Well, well, well, cocktailpeanuts. :spiderman_pointing:
I suspect, antirez, that you may have greater success removing some of the most common English words in order to find truly suspicious correlations in the data.
cocktailpeanuts and I for example, mutually share some words like:
because, people, you're, don't, they're, software, that, but, you, want
Unfortunately, this is a forum where people will use words like "because, people, and software."
Because, well, people here talk about software.
<=^)
Edit: Neat work, nonetheless.
I noted the "analyze" feature didn't seem as useful as it could be because the majority of the words are common articles and conjunctions.

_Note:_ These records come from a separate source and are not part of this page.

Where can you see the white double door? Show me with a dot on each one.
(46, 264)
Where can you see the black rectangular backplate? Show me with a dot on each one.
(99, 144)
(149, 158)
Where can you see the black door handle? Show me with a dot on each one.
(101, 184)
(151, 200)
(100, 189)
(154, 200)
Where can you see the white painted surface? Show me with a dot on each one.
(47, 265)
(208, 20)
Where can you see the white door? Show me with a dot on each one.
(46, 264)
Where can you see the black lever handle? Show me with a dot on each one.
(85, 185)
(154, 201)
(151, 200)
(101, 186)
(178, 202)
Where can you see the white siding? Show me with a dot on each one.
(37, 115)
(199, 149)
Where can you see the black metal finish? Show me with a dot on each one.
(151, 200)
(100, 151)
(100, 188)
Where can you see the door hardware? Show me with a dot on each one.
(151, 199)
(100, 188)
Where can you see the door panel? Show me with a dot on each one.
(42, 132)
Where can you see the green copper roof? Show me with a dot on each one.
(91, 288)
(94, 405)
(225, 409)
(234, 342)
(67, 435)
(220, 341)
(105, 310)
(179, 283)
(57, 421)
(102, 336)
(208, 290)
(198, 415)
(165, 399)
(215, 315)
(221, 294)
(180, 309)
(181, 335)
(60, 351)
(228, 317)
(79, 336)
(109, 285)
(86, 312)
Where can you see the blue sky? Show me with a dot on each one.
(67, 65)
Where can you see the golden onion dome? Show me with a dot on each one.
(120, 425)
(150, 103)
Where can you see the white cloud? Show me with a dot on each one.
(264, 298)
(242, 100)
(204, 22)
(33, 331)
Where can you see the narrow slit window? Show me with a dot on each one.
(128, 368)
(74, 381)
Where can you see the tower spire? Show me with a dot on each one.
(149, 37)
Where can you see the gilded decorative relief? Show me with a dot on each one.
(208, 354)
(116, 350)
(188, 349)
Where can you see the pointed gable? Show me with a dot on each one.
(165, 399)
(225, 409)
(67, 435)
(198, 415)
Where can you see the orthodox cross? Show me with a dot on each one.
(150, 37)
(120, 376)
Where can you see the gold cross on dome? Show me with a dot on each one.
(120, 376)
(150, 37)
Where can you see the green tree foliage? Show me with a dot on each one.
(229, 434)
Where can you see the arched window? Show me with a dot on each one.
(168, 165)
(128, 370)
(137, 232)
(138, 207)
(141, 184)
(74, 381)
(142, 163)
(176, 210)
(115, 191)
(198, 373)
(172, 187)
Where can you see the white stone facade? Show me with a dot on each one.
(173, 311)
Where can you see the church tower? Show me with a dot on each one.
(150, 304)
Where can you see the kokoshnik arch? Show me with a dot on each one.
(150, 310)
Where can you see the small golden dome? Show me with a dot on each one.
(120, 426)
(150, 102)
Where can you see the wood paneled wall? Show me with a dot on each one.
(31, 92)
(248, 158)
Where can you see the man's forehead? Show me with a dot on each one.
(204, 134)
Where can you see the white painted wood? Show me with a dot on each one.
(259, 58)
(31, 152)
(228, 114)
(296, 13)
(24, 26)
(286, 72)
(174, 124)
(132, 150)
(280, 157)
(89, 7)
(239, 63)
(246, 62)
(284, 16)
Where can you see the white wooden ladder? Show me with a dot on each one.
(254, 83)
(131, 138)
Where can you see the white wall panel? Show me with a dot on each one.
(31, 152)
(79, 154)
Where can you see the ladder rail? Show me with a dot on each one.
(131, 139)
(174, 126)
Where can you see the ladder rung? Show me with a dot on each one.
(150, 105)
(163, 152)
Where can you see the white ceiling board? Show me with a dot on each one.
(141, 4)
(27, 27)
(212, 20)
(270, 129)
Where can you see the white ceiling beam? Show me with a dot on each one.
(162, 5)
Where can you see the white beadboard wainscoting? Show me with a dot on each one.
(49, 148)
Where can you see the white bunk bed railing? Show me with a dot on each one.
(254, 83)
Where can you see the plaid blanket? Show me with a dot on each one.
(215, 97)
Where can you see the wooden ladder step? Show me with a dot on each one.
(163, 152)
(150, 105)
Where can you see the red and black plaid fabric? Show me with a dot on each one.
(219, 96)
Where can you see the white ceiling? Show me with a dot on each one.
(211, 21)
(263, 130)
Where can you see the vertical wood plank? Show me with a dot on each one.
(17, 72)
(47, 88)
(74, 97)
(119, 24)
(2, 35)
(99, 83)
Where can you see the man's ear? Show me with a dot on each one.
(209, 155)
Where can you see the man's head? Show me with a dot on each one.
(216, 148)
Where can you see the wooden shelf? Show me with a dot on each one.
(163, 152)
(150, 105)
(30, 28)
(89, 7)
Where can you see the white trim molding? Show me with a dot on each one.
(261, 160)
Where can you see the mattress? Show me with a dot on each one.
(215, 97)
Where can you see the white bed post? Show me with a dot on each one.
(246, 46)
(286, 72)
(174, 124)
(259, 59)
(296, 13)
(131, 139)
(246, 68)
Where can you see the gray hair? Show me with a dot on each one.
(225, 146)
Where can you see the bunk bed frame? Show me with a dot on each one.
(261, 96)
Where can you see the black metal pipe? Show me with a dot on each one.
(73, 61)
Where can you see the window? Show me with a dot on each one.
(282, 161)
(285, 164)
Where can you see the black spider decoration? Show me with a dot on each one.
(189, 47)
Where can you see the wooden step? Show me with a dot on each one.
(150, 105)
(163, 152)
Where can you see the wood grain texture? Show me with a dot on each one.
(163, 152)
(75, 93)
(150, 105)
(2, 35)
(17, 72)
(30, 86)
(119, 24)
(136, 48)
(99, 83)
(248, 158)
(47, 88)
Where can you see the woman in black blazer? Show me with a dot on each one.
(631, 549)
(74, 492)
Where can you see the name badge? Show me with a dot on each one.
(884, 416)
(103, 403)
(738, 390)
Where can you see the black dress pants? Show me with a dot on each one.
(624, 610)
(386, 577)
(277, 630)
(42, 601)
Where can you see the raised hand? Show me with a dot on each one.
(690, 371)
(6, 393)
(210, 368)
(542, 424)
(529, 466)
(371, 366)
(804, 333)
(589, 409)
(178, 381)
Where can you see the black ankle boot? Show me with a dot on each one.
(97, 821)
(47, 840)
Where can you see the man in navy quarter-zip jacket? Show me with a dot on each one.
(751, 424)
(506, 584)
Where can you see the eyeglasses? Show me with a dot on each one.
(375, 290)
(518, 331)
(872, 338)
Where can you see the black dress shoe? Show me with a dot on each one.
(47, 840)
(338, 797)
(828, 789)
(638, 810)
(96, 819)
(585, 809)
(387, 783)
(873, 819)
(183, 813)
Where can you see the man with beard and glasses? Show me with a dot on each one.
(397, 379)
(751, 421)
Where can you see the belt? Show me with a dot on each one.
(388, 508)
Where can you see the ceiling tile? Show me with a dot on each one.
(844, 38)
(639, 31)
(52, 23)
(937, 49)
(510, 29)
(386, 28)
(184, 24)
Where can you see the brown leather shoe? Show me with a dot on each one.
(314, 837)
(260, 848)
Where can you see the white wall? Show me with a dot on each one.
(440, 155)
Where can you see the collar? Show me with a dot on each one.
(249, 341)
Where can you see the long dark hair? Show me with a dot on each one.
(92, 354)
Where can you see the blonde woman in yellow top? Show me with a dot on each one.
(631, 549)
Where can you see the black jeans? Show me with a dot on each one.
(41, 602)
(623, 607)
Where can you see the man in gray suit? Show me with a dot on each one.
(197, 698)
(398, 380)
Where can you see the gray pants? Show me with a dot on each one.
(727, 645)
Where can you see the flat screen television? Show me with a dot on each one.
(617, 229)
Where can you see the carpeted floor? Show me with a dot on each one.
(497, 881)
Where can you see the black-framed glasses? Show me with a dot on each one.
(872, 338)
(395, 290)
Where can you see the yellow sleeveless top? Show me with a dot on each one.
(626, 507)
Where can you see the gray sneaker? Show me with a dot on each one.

I'd like to see a version of analyze that filters out at least the following stop words: a, an, and, are, as, at, be, but, by, for, if, in, into, is, it, no, not, of, on, or, such, that, the, their, then, there, these, they, this, to, was, will, with
The system uses on purpose those simple words, since they are "tellers" of the style of the user in a context independent way. Burrows papers explain this very well, but in general we want to capture low-level structure, more than topics and exact non obvious words used. I tested the system with 10k words and removing the most common words, and you get totally different results (still useful, but not style matching), basically you get users grouped by interests.
>The system uses on purpose those simple words, since they are "tellers" of the style of the user in a context independent way.
Yes, that's good! I didn't state my interest clearly, though. I'd like to see the "analyze" result with the stop words excluded, not for the style comparison part, but for the reasons you state and others.
I think grouping users by interests would be a more interesting application. Most users don't have multiple accounts, but everyone probably shares some interests with other users, whom they might enjoy discovering.
Pretty sure the point here is to demonstrate how governments or other surveillance orgs can easily find your alt accounts even if you use Tor or any number of security tools.
That seems to be a misconception.
The usage frequency of simple words is a powerful tell.
I can understand the nuance of your assertion, but looking at the data returned by these results suggests it's not really all that powerful at all.
There are so many people that write like me apparently, that simple language seems more like a way to mask yourself in a crowd.
You can definitely mask writing style. If you can do that only by using simple words, I am not so sure.
Indeed, some writing styles make frequent use of words like "that" and "just".